Reputation: 593
I've searched thoroughly and can't quite find the guidance I am looking for on this issue so I hope this question is not redundant. I have several .csv files that represent raster images. I'd like to perform some statistical analysis on them so I am trying to create a Pandas dataframe for each file so I can slice 'em dice 'em and plot 'em...but I am having trouble looping through the list of files to create a DF with a meaningful name for each file.
Here is what I have so far:
import glob
import os
from pandas import *
#list of .csv files
#I'd like to turn each file into a dataframe
dataList = glob.glob(r'C:\Users\Charlie\Desktop\Qvik\textRasters\*.csv')
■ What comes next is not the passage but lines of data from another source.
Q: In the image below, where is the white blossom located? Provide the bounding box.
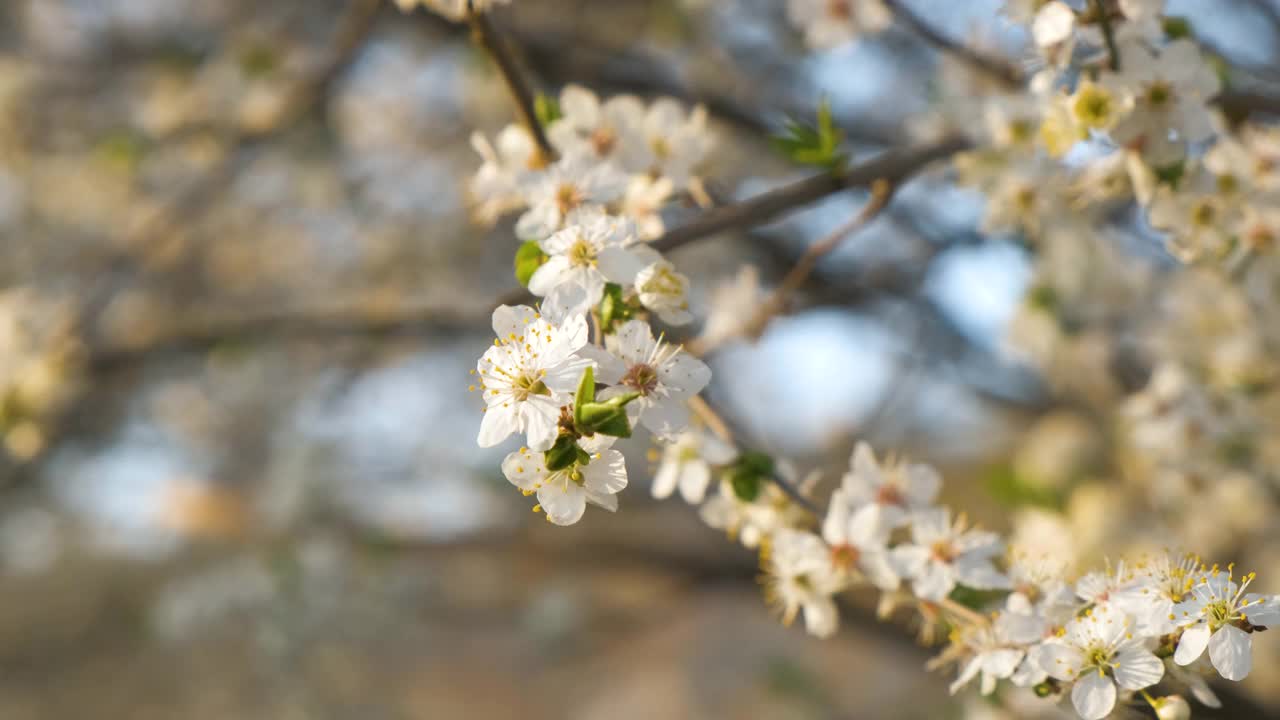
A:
[892,507,1009,601]
[1170,568,1280,680]
[588,320,712,437]
[635,260,694,325]
[529,210,658,322]
[1038,605,1165,720]
[502,433,627,525]
[762,528,845,638]
[476,305,591,451]
[653,430,737,505]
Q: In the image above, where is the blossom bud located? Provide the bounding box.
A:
[1152,694,1192,720]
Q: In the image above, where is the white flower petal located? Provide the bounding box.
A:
[1174,623,1211,665]
[1208,625,1253,680]
[1114,644,1165,691]
[476,407,517,450]
[1071,670,1116,720]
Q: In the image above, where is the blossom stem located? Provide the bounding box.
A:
[467,4,556,161]
[1089,0,1120,72]
[883,0,1027,87]
[937,597,987,626]
[650,136,973,252]
[689,395,822,518]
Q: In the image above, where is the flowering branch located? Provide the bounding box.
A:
[883,0,1027,87]
[650,136,973,252]
[1089,0,1120,70]
[689,174,895,355]
[467,1,557,163]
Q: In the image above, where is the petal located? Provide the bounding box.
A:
[1240,593,1280,628]
[1036,642,1084,682]
[538,478,586,525]
[520,397,559,450]
[502,451,547,489]
[858,551,901,591]
[582,448,627,495]
[1115,643,1165,691]
[658,352,712,396]
[1071,671,1116,720]
[527,255,570,295]
[476,406,520,447]
[950,656,982,694]
[632,398,689,437]
[804,597,840,638]
[650,460,681,500]
[1174,623,1210,665]
[911,560,956,602]
[980,648,1023,679]
[1208,625,1253,680]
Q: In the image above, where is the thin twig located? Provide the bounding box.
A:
[1089,0,1120,72]
[650,136,973,252]
[883,0,1027,87]
[689,181,895,355]
[467,9,556,161]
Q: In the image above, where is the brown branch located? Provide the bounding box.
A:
[883,0,1027,87]
[650,137,972,252]
[689,179,895,355]
[467,4,556,161]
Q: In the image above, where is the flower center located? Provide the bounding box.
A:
[511,373,552,402]
[1084,646,1111,671]
[591,128,618,158]
[1204,600,1235,630]
[876,484,906,506]
[566,238,595,268]
[640,268,685,296]
[621,363,658,395]
[831,544,861,570]
[929,541,957,562]
[649,137,671,160]
[1144,81,1174,108]
[1073,85,1112,128]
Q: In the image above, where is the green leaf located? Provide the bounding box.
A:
[573,392,640,437]
[595,413,631,438]
[534,92,564,127]
[986,464,1062,510]
[573,365,595,423]
[543,434,582,473]
[1155,161,1187,190]
[1161,15,1196,40]
[772,97,849,172]
[728,470,763,502]
[516,240,548,287]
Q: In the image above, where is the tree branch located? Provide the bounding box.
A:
[883,0,1027,87]
[467,3,556,161]
[650,137,972,252]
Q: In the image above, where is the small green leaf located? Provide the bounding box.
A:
[773,97,849,172]
[534,92,564,127]
[573,392,640,437]
[543,434,582,473]
[1155,161,1187,190]
[516,240,548,287]
[728,470,763,502]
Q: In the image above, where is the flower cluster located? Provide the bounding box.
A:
[471,78,710,525]
[442,0,1280,720]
#name that I'd like to use for each data frame
nameList = []
for raster in dataList:
path_list = raster.split(os.sep)
name = path_list[6][:-4]
nameList.append(name)
#zip these lists into a dict
dataDct = {}
for k, v in zip(nameList,dataList):
dataDct[k] = dataDct.get(k,"") + v
dataDct
So now I have a dict where the key is the name I want for each dataframe and the value is the path for read_csv(path):
{'Aspect': 'C:\\Users\\Charlie\\Desktop\\Qvik\\textRasters\\Aspect.csv',
'Curvature': 'C:\\Users\\Charlie\\Desktop\\Qvik\\textRasters\\Curvature.csv',
'NormalZ': 'C:\\Users\\Charlie\\Desktop\\Qvik\\textRasters\\NormalZ.csv',
'Slope': 'C:\\Users\\Charlie\\Desktop\\Qvik\\textRasters\\Slope.csv',
'SnowDepth': 'C:\\Users\\Charlie\\Desktop\\Qvik\\textRasters\\SnowDepth.csv',
'Vegetation': 'C:\\Users\\Charlie\\Desktop\\Qvik\\textRasters\\Vegetation.csv',
'Z': 'C:\\Users\\Charlie\\Desktop\\Qvik\\textRasters\\Z.csv'}
My instinct was to try variations of this:
for k, v in dataDct.iteritems():
k = read_csv(v)
but that leaves me with a single dataframe, 'k' , that is filled with data from the last file read in by the loop.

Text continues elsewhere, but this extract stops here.